There is no single repository for data related to the Athena Computing Environment. We have been collecting usage data for quite sometime, but it has not found its way to the appropriate audience. There is also a desire to know not just how many users are using Athena, but what they are using it for. While we can produce numerous anecdotes, the plural of anecdote is not data. Any data collected needs to be presented in an easy accessible format that accurately represents how the MIT Community uses Athena.
We will need to collect the following data:
We currently receive a monthly count of a the number of active machines, broken down by platform type. This is posted monthly in sysd_stats
.
We currently receive a count of the number of logins, broken down by quickstations, cluster machines, other machines, and dialups. Unique login counts are also available. This is posted weekly in sysd_stats
.
We also have data from a script which polls machines via busyd every 5 minutes and thus gets login session duration (accurate to +/- 5 minutes). That data lives on skywest
in a SQL db.
For slw-wrapped applications, we have access to logs which tell us when an application was used, for how long, and the hostname of the machine on which it was run. The hostname of the machine can be used to determine whether or not it's a cluster machine. We know that certain wrapped applications provide incorrect duration information, but we can take that into account when compiling the data. Even without duration information, unique launches are still relevant.

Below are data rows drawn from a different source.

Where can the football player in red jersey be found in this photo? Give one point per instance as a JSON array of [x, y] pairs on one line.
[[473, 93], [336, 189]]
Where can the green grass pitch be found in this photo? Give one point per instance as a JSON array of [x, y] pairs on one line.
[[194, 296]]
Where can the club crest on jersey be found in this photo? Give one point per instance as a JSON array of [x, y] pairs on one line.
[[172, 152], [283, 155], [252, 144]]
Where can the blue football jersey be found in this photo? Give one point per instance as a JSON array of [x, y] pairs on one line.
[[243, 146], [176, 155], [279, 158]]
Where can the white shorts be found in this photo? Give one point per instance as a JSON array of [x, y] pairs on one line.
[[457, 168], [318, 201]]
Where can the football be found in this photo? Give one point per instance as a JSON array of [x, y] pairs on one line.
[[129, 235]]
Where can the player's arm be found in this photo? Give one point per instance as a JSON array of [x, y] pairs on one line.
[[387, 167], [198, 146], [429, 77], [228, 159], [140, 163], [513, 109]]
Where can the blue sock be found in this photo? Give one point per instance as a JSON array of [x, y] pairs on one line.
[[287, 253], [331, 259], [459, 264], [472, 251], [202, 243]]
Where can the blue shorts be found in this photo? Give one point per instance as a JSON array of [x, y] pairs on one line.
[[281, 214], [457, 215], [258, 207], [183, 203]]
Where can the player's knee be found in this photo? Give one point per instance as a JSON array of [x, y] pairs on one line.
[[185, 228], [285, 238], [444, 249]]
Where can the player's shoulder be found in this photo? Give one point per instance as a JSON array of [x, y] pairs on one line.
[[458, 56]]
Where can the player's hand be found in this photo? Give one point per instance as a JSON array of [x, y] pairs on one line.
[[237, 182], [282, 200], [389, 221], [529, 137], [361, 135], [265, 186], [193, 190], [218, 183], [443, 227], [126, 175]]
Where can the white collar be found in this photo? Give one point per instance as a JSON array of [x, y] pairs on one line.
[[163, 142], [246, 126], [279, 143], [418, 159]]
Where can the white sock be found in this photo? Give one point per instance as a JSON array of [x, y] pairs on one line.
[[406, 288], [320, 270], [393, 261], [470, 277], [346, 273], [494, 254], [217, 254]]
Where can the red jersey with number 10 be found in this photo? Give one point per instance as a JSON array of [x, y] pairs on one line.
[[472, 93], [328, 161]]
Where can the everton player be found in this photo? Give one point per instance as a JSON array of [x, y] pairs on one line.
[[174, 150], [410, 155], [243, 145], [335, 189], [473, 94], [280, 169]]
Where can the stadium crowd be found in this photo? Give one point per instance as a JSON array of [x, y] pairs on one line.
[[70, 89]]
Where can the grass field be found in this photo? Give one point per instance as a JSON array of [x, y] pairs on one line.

For locally-installation applications, we have no technical solution in place. Work is ongoing (http://debathena.mit.edu/trac/ticket/340) to gather information on the applications used during the login session, but there are privacy concerns to be addressed.
Note that usage statistics will be skewed once fall term starts and Debathena is used in earnest. For example, users launching OpenOffice from the panel or by typing
ooffice
will get the locally installed version, and users explicitly using athrun
or add -f
will get the wrapped version in AFS.
While data at the weekly level may be relevant, there are enough fluctuations that data should likely be presented at the monthly level, possibly with quarterly summaries. We should keep in mind that usage declines somewhat during IAP, and declines significantly in the Summer.